Eine besondere Ironie ist außerdem, dass sich mittlerweile immer mehr Menschen für die bis dato komplett unbeachteten volkskundlichen Arbeiten Voskuils interessieren (z.B. die Nachgeburt des Pferdes). Was der Autor davon gehalten hätte, kann man sich denken. Dazu befragen kann man ihn leider nicht mehr. J.J. Voskuil ist 2008 im Alter von 81 Jahren gestorben. Schwer erkrankt nahm er Sterbehilfe in Anspruch. Als Todestag wählte er den 1. Mai, den „Tag der Arbeit“.
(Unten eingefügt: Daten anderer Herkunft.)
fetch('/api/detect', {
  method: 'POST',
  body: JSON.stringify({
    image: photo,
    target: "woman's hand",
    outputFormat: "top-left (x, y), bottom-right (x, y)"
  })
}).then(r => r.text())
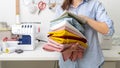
top-left (78, 15), bottom-right (109, 34)
top-left (78, 15), bottom-right (89, 24)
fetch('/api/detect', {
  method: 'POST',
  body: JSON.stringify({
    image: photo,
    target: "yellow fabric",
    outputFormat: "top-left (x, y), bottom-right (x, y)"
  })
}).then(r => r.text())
top-left (49, 37), bottom-right (88, 48)
top-left (48, 30), bottom-right (81, 38)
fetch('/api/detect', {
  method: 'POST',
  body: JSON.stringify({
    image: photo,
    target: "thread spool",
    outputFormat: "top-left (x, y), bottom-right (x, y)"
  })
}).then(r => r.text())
top-left (4, 47), bottom-right (16, 53)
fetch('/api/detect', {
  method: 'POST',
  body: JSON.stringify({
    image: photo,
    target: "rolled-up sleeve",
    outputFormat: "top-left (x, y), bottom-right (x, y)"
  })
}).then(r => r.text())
top-left (95, 2), bottom-right (114, 36)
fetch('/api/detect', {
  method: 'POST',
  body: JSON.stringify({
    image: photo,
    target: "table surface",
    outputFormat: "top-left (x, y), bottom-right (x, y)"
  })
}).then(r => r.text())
top-left (102, 45), bottom-right (120, 61)
top-left (0, 42), bottom-right (60, 61)
top-left (0, 42), bottom-right (120, 61)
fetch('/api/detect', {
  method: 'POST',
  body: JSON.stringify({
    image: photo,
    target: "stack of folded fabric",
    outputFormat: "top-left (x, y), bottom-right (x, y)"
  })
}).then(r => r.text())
top-left (43, 11), bottom-right (88, 61)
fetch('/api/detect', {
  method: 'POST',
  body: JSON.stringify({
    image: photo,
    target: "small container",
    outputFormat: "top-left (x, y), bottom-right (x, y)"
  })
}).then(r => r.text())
top-left (4, 47), bottom-right (16, 53)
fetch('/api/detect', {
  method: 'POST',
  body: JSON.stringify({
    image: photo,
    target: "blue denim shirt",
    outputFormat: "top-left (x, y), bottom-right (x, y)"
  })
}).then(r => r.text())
top-left (55, 0), bottom-right (114, 68)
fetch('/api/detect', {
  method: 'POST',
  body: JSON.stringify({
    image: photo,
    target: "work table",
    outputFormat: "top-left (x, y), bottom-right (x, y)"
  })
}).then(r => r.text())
top-left (0, 42), bottom-right (120, 61)
top-left (0, 42), bottom-right (60, 61)
top-left (103, 45), bottom-right (120, 61)
top-left (0, 43), bottom-right (120, 68)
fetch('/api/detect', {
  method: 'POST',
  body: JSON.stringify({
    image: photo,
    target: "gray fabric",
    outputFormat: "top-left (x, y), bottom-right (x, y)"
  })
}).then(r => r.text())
top-left (51, 11), bottom-right (87, 25)
top-left (50, 18), bottom-right (85, 34)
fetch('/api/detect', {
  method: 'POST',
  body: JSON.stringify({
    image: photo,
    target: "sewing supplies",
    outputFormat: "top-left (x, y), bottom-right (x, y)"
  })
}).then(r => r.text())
top-left (15, 49), bottom-right (24, 54)
top-left (48, 3), bottom-right (56, 10)
top-left (36, 39), bottom-right (47, 43)
top-left (11, 24), bottom-right (40, 50)
top-left (1, 38), bottom-right (17, 53)
top-left (38, 1), bottom-right (46, 15)
top-left (4, 47), bottom-right (16, 53)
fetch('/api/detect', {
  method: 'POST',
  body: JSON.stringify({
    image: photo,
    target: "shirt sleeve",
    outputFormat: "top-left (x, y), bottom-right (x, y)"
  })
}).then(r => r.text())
top-left (95, 1), bottom-right (114, 36)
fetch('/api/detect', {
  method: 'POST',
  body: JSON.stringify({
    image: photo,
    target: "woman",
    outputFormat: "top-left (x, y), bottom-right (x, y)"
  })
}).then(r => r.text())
top-left (55, 0), bottom-right (114, 68)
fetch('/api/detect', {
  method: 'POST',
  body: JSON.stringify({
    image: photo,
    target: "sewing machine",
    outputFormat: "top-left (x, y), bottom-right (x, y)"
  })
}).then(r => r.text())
top-left (11, 24), bottom-right (40, 50)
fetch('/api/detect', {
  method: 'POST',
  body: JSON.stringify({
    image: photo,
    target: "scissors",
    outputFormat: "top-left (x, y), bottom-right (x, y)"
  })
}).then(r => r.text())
top-left (38, 1), bottom-right (46, 15)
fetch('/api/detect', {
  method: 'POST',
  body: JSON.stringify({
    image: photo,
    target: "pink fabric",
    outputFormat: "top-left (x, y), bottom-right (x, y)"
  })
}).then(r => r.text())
top-left (43, 38), bottom-right (73, 52)
top-left (43, 41), bottom-right (85, 61)
top-left (43, 21), bottom-right (87, 61)
top-left (62, 43), bottom-right (84, 61)
top-left (43, 43), bottom-right (64, 52)
top-left (43, 34), bottom-right (86, 61)
top-left (2, 37), bottom-right (18, 41)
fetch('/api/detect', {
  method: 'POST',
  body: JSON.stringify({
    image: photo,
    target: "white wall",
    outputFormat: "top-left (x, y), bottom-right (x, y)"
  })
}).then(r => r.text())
top-left (0, 0), bottom-right (119, 37)
top-left (0, 0), bottom-right (120, 46)
top-left (0, 0), bottom-right (16, 24)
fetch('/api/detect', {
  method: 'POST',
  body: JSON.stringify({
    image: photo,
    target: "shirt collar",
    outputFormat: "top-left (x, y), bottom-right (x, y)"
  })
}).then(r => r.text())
top-left (70, 0), bottom-right (88, 8)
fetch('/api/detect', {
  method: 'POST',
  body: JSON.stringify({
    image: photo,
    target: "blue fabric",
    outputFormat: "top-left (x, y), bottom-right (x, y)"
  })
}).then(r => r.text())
top-left (55, 0), bottom-right (114, 68)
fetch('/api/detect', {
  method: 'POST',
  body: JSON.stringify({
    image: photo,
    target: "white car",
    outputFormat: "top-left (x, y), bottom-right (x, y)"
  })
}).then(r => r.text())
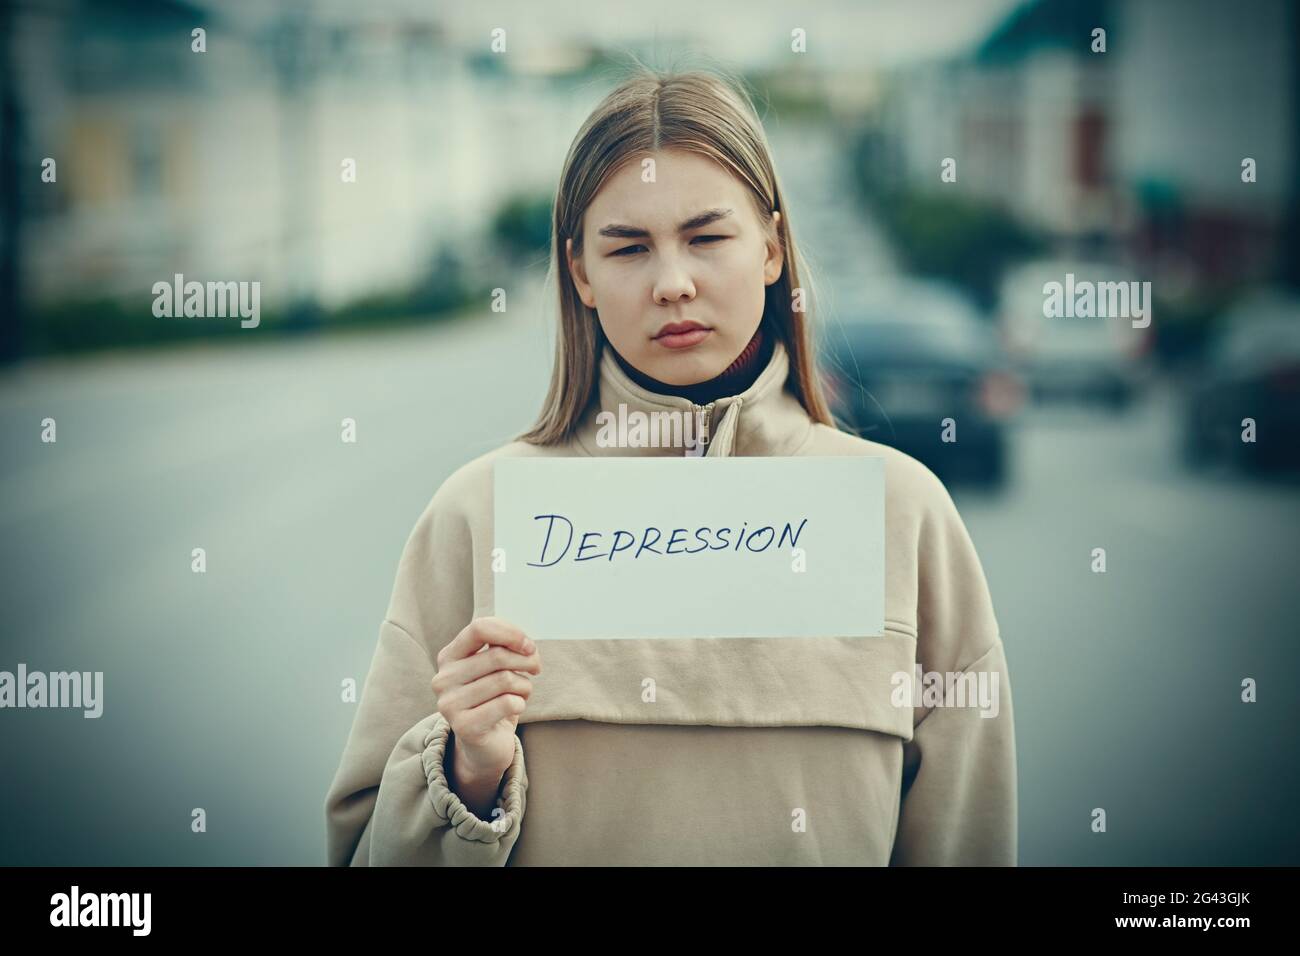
top-left (997, 259), bottom-right (1153, 408)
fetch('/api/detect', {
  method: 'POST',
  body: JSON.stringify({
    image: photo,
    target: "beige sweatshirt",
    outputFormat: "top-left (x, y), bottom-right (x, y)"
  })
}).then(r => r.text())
top-left (324, 339), bottom-right (1017, 865)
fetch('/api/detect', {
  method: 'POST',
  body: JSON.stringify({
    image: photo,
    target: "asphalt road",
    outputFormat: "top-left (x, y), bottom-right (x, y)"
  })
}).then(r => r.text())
top-left (0, 287), bottom-right (554, 865)
top-left (2, 299), bottom-right (1296, 865)
top-left (956, 393), bottom-right (1300, 865)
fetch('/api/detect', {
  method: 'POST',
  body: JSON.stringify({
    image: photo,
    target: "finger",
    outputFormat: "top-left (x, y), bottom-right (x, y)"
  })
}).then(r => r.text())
top-left (444, 646), bottom-right (540, 688)
top-left (458, 693), bottom-right (527, 738)
top-left (442, 669), bottom-right (533, 715)
top-left (442, 616), bottom-right (534, 664)
top-left (433, 648), bottom-right (538, 700)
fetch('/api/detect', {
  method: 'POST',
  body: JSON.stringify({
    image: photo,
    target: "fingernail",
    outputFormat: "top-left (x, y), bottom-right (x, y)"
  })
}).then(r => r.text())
top-left (524, 639), bottom-right (536, 653)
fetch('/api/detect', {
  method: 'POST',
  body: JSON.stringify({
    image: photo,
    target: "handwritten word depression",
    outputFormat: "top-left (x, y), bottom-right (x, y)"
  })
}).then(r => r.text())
top-left (525, 514), bottom-right (810, 567)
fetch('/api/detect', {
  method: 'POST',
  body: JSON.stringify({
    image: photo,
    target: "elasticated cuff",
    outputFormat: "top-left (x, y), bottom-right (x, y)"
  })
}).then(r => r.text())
top-left (422, 714), bottom-right (526, 844)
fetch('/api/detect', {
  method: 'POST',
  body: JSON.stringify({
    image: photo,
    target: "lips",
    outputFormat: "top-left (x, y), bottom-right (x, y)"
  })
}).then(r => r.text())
top-left (653, 321), bottom-right (712, 350)
top-left (654, 320), bottom-right (709, 339)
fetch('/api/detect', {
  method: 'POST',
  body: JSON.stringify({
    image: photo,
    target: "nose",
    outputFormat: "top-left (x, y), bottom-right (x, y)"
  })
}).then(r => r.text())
top-left (651, 251), bottom-right (696, 306)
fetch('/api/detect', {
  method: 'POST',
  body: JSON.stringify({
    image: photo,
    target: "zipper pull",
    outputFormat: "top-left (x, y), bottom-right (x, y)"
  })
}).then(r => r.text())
top-left (690, 401), bottom-right (715, 456)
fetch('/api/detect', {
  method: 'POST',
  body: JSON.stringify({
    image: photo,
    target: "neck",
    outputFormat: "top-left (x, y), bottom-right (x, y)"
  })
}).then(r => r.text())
top-left (612, 324), bottom-right (773, 405)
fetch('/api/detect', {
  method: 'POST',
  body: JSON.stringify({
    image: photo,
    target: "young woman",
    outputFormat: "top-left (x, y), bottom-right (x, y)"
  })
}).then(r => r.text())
top-left (325, 67), bottom-right (1016, 866)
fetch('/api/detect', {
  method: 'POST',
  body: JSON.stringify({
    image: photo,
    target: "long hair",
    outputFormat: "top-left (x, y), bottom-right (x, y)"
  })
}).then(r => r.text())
top-left (517, 64), bottom-right (837, 445)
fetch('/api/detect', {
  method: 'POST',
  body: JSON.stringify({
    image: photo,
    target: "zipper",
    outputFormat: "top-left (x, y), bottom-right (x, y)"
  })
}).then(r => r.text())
top-left (692, 401), bottom-right (716, 456)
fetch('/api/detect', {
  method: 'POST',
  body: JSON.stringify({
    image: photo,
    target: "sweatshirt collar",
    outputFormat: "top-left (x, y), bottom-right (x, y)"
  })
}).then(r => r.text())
top-left (514, 337), bottom-right (914, 740)
top-left (574, 337), bottom-right (816, 459)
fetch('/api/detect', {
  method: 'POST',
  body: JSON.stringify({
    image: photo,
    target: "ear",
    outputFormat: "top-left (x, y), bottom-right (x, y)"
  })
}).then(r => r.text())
top-left (566, 237), bottom-right (596, 308)
top-left (762, 211), bottom-right (784, 286)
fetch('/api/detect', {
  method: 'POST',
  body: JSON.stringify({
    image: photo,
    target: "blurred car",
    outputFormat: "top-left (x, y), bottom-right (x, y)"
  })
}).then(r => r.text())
top-left (820, 278), bottom-right (1023, 488)
top-left (997, 259), bottom-right (1153, 409)
top-left (1182, 290), bottom-right (1300, 474)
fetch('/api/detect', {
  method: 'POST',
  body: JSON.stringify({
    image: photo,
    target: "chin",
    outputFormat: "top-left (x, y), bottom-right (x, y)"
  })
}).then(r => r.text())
top-left (646, 352), bottom-right (726, 386)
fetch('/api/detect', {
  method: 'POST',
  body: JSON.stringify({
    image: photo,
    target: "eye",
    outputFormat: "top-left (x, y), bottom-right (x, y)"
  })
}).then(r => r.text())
top-left (692, 235), bottom-right (728, 245)
top-left (611, 244), bottom-right (646, 257)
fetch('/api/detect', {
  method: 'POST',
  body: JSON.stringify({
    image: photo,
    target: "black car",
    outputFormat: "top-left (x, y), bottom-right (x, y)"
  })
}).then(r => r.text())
top-left (819, 279), bottom-right (1023, 488)
top-left (1182, 292), bottom-right (1300, 474)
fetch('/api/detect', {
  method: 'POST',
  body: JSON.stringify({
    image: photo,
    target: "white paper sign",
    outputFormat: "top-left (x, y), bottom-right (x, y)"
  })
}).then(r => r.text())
top-left (493, 456), bottom-right (885, 639)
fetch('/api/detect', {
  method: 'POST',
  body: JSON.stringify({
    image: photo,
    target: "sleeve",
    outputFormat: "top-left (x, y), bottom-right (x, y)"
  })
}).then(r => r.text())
top-left (324, 477), bottom-right (529, 866)
top-left (889, 475), bottom-right (1018, 867)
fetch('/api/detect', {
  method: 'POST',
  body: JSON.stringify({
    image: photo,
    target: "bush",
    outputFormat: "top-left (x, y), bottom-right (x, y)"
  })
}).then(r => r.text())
top-left (869, 190), bottom-right (1046, 310)
top-left (490, 193), bottom-right (553, 265)
top-left (848, 126), bottom-right (1046, 310)
top-left (21, 248), bottom-right (486, 359)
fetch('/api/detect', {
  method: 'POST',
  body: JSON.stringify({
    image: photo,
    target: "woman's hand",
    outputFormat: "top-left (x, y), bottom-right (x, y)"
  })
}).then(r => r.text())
top-left (433, 616), bottom-right (542, 811)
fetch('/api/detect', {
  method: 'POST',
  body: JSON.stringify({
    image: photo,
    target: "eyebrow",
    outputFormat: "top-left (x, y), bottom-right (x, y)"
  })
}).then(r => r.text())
top-left (596, 207), bottom-right (734, 240)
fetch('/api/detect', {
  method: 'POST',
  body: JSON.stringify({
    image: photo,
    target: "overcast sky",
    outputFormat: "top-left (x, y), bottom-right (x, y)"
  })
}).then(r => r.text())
top-left (198, 0), bottom-right (1027, 70)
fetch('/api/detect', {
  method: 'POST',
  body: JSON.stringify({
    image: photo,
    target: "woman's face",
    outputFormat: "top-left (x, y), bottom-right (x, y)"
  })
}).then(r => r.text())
top-left (566, 148), bottom-right (783, 387)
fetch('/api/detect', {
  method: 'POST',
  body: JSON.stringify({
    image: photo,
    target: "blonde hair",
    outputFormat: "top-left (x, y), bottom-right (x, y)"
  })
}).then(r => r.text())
top-left (517, 64), bottom-right (837, 446)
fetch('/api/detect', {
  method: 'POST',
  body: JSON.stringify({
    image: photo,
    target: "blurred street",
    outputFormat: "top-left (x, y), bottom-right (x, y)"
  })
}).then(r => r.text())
top-left (2, 282), bottom-right (1296, 864)
top-left (1, 0), bottom-right (1296, 868)
top-left (958, 390), bottom-right (1300, 865)
top-left (0, 282), bottom-right (554, 866)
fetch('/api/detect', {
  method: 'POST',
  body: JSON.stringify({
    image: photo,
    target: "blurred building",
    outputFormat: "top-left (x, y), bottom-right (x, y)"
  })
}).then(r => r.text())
top-left (4, 0), bottom-right (599, 334)
top-left (1113, 0), bottom-right (1296, 290)
top-left (875, 0), bottom-right (1296, 292)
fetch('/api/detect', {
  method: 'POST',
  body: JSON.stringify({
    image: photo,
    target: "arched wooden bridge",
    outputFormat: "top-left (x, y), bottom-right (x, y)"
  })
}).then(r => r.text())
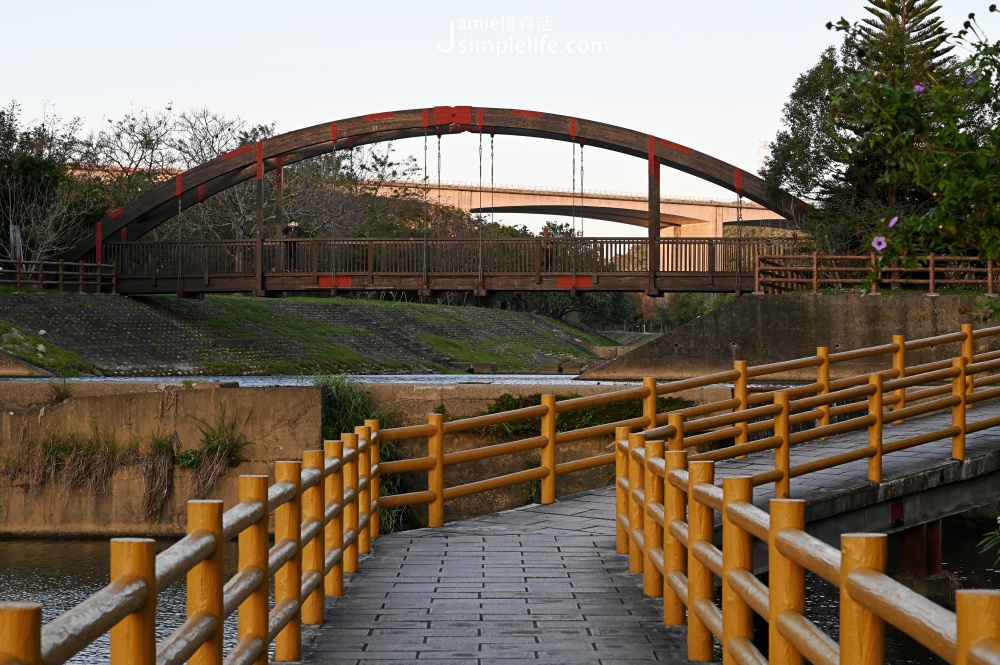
top-left (65, 106), bottom-right (806, 296)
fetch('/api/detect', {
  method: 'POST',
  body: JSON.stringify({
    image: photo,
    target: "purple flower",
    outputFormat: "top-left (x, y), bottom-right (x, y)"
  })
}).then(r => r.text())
top-left (888, 216), bottom-right (899, 228)
top-left (967, 76), bottom-right (979, 86)
top-left (872, 236), bottom-right (888, 252)
top-left (914, 84), bottom-right (926, 93)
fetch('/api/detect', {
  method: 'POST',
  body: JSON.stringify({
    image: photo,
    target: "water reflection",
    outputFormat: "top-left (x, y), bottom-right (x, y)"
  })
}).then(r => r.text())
top-left (0, 539), bottom-right (242, 663)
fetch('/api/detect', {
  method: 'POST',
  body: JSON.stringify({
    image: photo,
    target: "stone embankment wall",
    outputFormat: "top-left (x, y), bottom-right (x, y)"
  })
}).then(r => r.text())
top-left (584, 294), bottom-right (997, 381)
top-left (0, 380), bottom-right (725, 536)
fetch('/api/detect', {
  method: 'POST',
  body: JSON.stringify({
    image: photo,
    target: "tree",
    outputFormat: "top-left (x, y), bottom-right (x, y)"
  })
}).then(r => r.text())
top-left (760, 0), bottom-right (961, 253)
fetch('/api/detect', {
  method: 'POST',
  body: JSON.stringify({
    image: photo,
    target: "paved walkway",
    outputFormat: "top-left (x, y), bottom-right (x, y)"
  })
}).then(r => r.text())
top-left (301, 488), bottom-right (691, 664)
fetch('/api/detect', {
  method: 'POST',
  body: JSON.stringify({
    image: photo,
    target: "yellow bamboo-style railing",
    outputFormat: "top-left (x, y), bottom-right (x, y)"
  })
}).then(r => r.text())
top-left (3, 322), bottom-right (1000, 664)
top-left (614, 323), bottom-right (1000, 664)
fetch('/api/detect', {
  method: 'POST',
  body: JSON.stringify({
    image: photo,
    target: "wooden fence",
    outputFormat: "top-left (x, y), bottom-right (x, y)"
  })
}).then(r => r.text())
top-left (756, 253), bottom-right (999, 294)
top-left (0, 259), bottom-right (116, 294)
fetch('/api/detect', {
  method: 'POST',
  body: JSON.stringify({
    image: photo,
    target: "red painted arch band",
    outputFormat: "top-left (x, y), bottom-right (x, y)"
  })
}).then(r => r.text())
top-left (648, 136), bottom-right (656, 175)
top-left (175, 174), bottom-right (183, 197)
top-left (734, 168), bottom-right (743, 196)
top-left (421, 109), bottom-right (429, 130)
top-left (477, 108), bottom-right (483, 128)
top-left (511, 109), bottom-right (543, 119)
top-left (197, 185), bottom-right (205, 203)
top-left (222, 144), bottom-right (253, 160)
top-left (256, 142), bottom-right (263, 180)
top-left (660, 139), bottom-right (692, 154)
top-left (570, 118), bottom-right (578, 140)
top-left (364, 111), bottom-right (395, 122)
top-left (109, 208), bottom-right (123, 219)
top-left (330, 122), bottom-right (338, 142)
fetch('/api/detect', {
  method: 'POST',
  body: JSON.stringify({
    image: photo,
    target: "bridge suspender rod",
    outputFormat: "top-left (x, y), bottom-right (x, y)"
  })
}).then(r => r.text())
top-left (580, 144), bottom-right (584, 237)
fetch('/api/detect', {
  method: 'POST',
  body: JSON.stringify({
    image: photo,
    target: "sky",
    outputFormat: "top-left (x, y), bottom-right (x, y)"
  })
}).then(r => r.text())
top-left (1, 0), bottom-right (986, 236)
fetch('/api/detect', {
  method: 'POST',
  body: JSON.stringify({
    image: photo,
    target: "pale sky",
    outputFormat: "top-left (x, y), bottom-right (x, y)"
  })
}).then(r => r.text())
top-left (1, 0), bottom-right (984, 236)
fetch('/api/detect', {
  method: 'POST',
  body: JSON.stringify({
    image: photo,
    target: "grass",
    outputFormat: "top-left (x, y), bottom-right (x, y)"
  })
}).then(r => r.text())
top-left (186, 405), bottom-right (252, 498)
top-left (1, 429), bottom-right (127, 496)
top-left (539, 316), bottom-right (619, 346)
top-left (0, 320), bottom-right (96, 377)
top-left (140, 432), bottom-right (177, 521)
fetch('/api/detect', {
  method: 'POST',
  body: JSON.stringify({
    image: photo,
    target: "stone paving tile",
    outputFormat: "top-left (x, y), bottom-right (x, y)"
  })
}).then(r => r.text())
top-left (302, 489), bottom-right (691, 664)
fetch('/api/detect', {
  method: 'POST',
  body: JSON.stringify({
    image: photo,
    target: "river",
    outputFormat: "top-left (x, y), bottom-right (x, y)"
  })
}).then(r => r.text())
top-left (1, 514), bottom-right (997, 663)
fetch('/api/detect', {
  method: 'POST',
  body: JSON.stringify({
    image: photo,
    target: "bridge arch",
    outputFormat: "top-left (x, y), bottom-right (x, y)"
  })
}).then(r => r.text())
top-left (67, 106), bottom-right (805, 260)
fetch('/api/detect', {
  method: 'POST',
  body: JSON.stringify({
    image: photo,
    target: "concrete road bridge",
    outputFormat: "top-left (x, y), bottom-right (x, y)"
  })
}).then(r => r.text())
top-left (376, 180), bottom-right (790, 237)
top-left (4, 323), bottom-right (1000, 664)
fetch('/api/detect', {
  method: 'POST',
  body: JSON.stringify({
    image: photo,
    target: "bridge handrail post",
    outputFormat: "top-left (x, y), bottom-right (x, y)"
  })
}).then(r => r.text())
top-left (952, 357), bottom-right (968, 461)
top-left (812, 251), bottom-right (819, 293)
top-left (892, 335), bottom-right (907, 414)
top-left (324, 440), bottom-right (345, 597)
top-left (627, 432), bottom-right (646, 575)
top-left (663, 450), bottom-right (689, 626)
top-left (773, 393), bottom-right (791, 499)
top-left (342, 434), bottom-right (360, 571)
top-left (734, 361), bottom-right (749, 447)
top-left (274, 460), bottom-right (302, 662)
top-left (356, 426), bottom-right (372, 555)
top-left (643, 377), bottom-right (658, 431)
top-left (187, 500), bottom-right (224, 665)
top-left (840, 534), bottom-right (887, 665)
top-left (643, 439), bottom-right (665, 597)
top-left (615, 426), bottom-right (631, 554)
top-left (0, 602), bottom-right (42, 665)
top-left (301, 451), bottom-right (326, 626)
top-left (540, 395), bottom-right (557, 504)
top-left (722, 477), bottom-right (754, 665)
top-left (767, 499), bottom-right (806, 665)
top-left (687, 460), bottom-right (715, 662)
top-left (109, 537), bottom-right (157, 665)
top-left (867, 374), bottom-right (884, 484)
top-left (929, 253), bottom-right (937, 294)
top-left (667, 412), bottom-right (685, 452)
top-left (956, 590), bottom-right (1000, 665)
top-left (817, 348), bottom-right (831, 430)
top-left (238, 475), bottom-right (269, 665)
top-left (427, 414), bottom-right (445, 528)
top-left (366, 419), bottom-right (381, 539)
top-left (961, 323), bottom-right (975, 402)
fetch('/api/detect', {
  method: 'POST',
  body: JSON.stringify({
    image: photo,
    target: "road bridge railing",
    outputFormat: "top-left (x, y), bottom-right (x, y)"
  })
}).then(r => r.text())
top-left (3, 323), bottom-right (1000, 664)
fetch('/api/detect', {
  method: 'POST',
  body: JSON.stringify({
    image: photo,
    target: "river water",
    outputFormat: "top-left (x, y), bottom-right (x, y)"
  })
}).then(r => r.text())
top-left (2, 516), bottom-right (997, 663)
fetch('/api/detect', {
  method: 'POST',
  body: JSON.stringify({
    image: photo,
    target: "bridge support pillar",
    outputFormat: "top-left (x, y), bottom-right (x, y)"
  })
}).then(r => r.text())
top-left (898, 520), bottom-right (943, 578)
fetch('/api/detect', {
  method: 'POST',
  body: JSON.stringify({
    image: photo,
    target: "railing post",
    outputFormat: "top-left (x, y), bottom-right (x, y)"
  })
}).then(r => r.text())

Eine Ankündigung über das weitere Erscheinen der „Büro“-Serie steht bislang noch aus. Man kann nur hoffen, dass der Verlag an dem Projekt festhält und bald auch die noch fehlenden Bände in deutscher Sprache vorliegen werden.
Exklusivbeitrag
J.J. Voskuil: Das Büro. Direktor Beerta. Aus dem Niederländischen von Gerd Busse. ISBN 978-3-406-63733-9 25 € Verlag C.H. Beck München 2012.